We learn this the moment a baby comes home and wakes us hourly through the night.

Or when marriage gets hard, and the person you love deeply wields power to cut you deepest, too, with careless words or neglect.

It’s the lesson we face when the job we longed for comes packaged with a cranky coworker or a micro-managing boss.

Or when the basement floods in the dream house you waited forever and ever to build.

{I added that last one just to make myself feel better. I’m still waiting on the house.}

Do you see what God does? He might give us what we want, yes. But inevitably it cannot satisfy completely. And in the process of learning that, we unveil a vital truth.

Life in this world is filled with good things. But this world is fallen. So even the good things have a bad side—the capacity to cause distress.

Yet that doesn’t mean they’re not worth it.

Take you and me, for example. We’re God’s children. His dearly desired pups. And we mess up all the time—peeing on the carpet, so to speak—causing Him much distress.

Yet He still bothers to love us, guide us, train us, and save us.

It’s the craziest part of the Christian faith, really—hardest to believe yet the most wonderful, amazing, mind-boggling truth we could ever hope for.
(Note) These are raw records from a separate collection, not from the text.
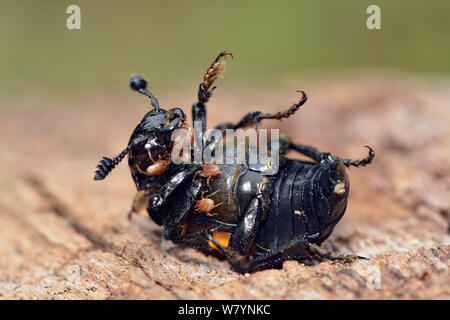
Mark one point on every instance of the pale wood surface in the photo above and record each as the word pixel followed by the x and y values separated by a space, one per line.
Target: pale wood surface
pixel 64 236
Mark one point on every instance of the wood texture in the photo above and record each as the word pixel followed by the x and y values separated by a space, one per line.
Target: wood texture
pixel 64 236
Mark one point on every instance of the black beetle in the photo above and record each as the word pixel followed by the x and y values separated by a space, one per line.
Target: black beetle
pixel 259 221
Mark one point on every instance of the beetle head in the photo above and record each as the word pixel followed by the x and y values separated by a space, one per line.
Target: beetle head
pixel 151 139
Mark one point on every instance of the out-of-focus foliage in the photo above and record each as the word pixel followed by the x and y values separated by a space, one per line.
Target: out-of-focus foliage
pixel 173 41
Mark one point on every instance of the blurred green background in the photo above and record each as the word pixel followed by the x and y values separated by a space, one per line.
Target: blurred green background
pixel 172 42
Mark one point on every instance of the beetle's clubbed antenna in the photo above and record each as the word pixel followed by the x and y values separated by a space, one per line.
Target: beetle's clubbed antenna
pixel 107 164
pixel 214 73
pixel 139 84
pixel 363 162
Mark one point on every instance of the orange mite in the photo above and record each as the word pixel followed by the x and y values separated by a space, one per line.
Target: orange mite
pixel 208 171
pixel 158 167
pixel 206 205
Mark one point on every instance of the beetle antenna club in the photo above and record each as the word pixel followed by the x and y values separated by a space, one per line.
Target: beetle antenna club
pixel 139 84
pixel 106 165
pixel 363 162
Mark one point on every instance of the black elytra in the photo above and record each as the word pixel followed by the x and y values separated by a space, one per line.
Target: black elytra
pixel 253 219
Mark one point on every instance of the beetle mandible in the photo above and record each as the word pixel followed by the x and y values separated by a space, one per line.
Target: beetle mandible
pixel 259 220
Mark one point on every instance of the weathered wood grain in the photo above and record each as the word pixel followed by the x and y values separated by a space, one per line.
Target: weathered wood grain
pixel 64 236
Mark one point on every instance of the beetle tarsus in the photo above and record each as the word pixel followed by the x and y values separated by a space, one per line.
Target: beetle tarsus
pixel 362 162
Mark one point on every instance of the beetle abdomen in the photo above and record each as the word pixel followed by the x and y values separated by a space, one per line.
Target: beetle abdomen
pixel 304 203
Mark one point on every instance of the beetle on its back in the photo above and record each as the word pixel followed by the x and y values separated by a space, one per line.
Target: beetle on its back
pixel 255 220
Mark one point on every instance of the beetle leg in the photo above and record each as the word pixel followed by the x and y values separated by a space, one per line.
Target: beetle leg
pixel 256 117
pixel 205 91
pixel 318 251
pixel 214 72
pixel 244 234
pixel 318 156
pixel 294 250
pixel 157 200
pixel 179 212
pixel 362 162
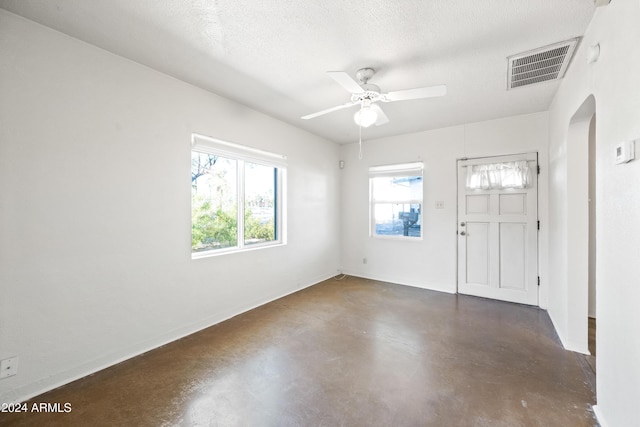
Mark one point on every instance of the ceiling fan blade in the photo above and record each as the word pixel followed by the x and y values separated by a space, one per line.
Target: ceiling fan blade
pixel 346 81
pixel 421 92
pixel 328 110
pixel 382 117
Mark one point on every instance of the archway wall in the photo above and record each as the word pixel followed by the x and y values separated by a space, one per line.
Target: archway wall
pixel 612 85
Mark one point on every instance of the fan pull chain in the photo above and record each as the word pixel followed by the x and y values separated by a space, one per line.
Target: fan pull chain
pixel 360 136
pixel 360 152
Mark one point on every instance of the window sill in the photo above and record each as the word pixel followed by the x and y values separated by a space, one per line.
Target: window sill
pixel 234 250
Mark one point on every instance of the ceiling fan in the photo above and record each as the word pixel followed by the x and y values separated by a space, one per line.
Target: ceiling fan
pixel 366 95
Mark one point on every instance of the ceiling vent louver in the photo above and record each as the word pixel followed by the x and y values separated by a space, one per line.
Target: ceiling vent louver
pixel 540 65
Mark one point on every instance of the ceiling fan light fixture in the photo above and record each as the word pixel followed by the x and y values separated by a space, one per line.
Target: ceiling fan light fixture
pixel 365 117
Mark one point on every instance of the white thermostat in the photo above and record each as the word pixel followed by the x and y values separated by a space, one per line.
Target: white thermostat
pixel 625 152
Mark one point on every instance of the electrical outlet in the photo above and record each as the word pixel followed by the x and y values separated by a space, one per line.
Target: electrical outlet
pixel 9 367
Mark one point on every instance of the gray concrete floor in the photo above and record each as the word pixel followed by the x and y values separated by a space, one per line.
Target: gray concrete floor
pixel 353 352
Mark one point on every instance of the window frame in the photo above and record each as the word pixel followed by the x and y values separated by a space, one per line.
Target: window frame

God thinks we’re worth the hassle.

Praise Him all day long.

And so, even when the things of this world let us down, we have a Heavenly Father who never will. He fills us up when everyone and everything else drains us dry; “he satisfies the longing soul, and the hungry soul he fills with good things” (Psalm 107:9, ESV).

We could wrap up this devotion right here with a tidy little bow. Life goes empty, God fills you up. End of story, amen and amen.

But we won’t. Because there’s more. It gets even better, I’m telling you. DO NOT MISS what comes next.

In response to God’s illogical, ridiculous heart for us—because we’re so stinking grateful to Him for loving us in spite of us—we get the honor of giving others that same benefit of the doubt. That same forgiveness and mercy and loyalty. Even through the hard stuff, the hurts, the exhaustion. We stick it out. We look ahead. We love and we love and we love.

Is it easy? Ha. No way.

But it IS worth it.

I’m proud of my daughter for facing a tough life lesson and managing the puppy with grace, perseverance, and hope. Hope for Bodie to be fully housebroken soon. Hope for her evenings to be spent snuggling her dog instead of scolding him to stop gnawing our shoes. And hope for all the love and persistence she pours out now to return to her later in companionship, faithfulness, and the joy she imagined in the longing.

What is your puppy situation today? What good and desired thing is causing you trouble or heartache? Will you hold on to your hope, too? God’s Word promises you can.

“But this I call to mind, and therefore I have hope: The steadfast love of the Lord never ceases; his mercies never come to an end; they are new every morning; great is your faithfulness.” (Lamentations 3:21–23)
Much love to you, friends, as you raise those naughty puppies (i.e., kids) and love those ornery husbands and serve those imperfect churches, jobs, schools, neighborhoods. The struggle to persevere has eternal payoffs. Let’s face it together. You, me, Jesus—and one very blessed {and exhausted} teenager.